Lyft, Inc. made their long anticipated NASDAQ debut on Friday, March 29th and shares rose 23% in their first day. After the initial surge, the stock settled back down toward the end of the day, finishing up 8.7%. Prior to the debut, Lyft had faced major losses, as well as criticism of their company strategy involving autonomous driving paired with new laws aiming to get drivers higher pay. Despite the modest gains seen on the first day of trading, the stock found itself in much murkier waters on day two as the stock price dipped below its I.P.O. price. In the end, it faltered 12% and sounded a few investor alarms, as the market begins to gauge investor “appetite for fast-growing but unprofitable tech companies.”
This bumpy start is especially pertinent this year as other major companies plan to go public, including Uber, Slack, Pinterest, Peloton, and Postmates.
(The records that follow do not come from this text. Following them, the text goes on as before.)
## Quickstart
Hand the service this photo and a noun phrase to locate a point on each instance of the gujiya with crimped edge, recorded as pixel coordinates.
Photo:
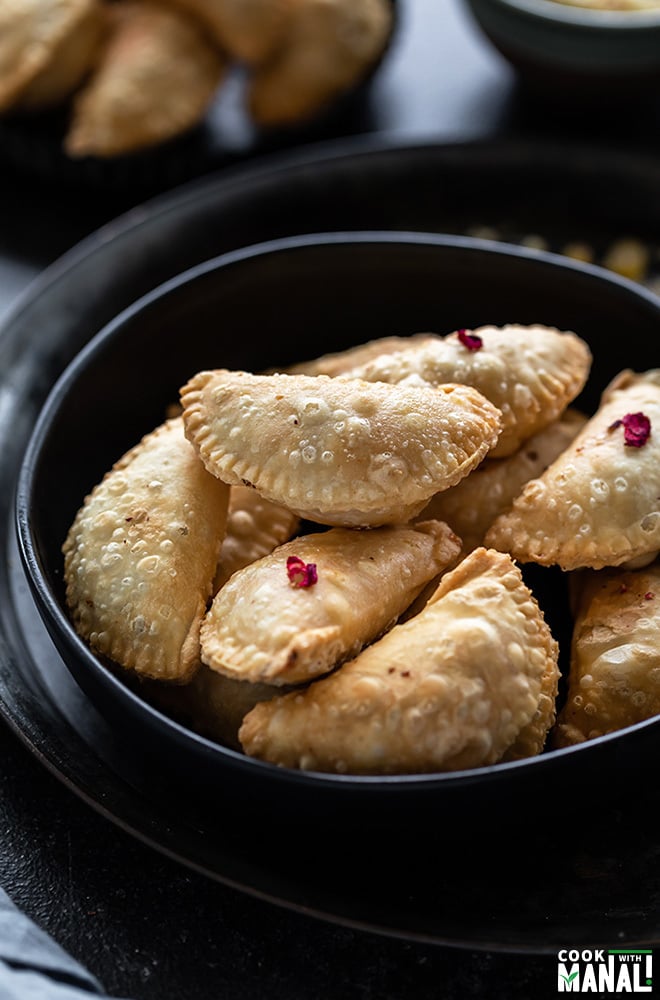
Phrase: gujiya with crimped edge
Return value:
(530, 373)
(614, 672)
(452, 688)
(341, 362)
(339, 451)
(261, 628)
(472, 505)
(598, 504)
(254, 528)
(141, 554)
(249, 31)
(155, 77)
(31, 33)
While the initial surge bodes well for Lyft’s biggest rival, Uber, the subsequent fall may be cause for some tempered concern. The main issue for investors is that they must weigh the chance of missing out as early investors of a so-called tech “Unicorn” with the fears of investing in companies with shaky and unproven economics.
Though the second day losses for Lyft were by no means a positive sign, it was also not at all uncommon for new tech giants, as the same occurred for Snap, Twitter, and Groupon. Many investors have pointed out that the real test for Lyft is to watch its gains in the coming months, especially once Uber debuts alongside them in the market. Lyft announced almost $1 billion in losses in 2018 and Uber sales have slowed down, while losses continue to pile up as well. The questions for investors continue to pile up, as they will be forced to risk missing out on a possibly great opportunity with the subsequent risk of investing in companies with no track record of profitability and uncertain future sustainability.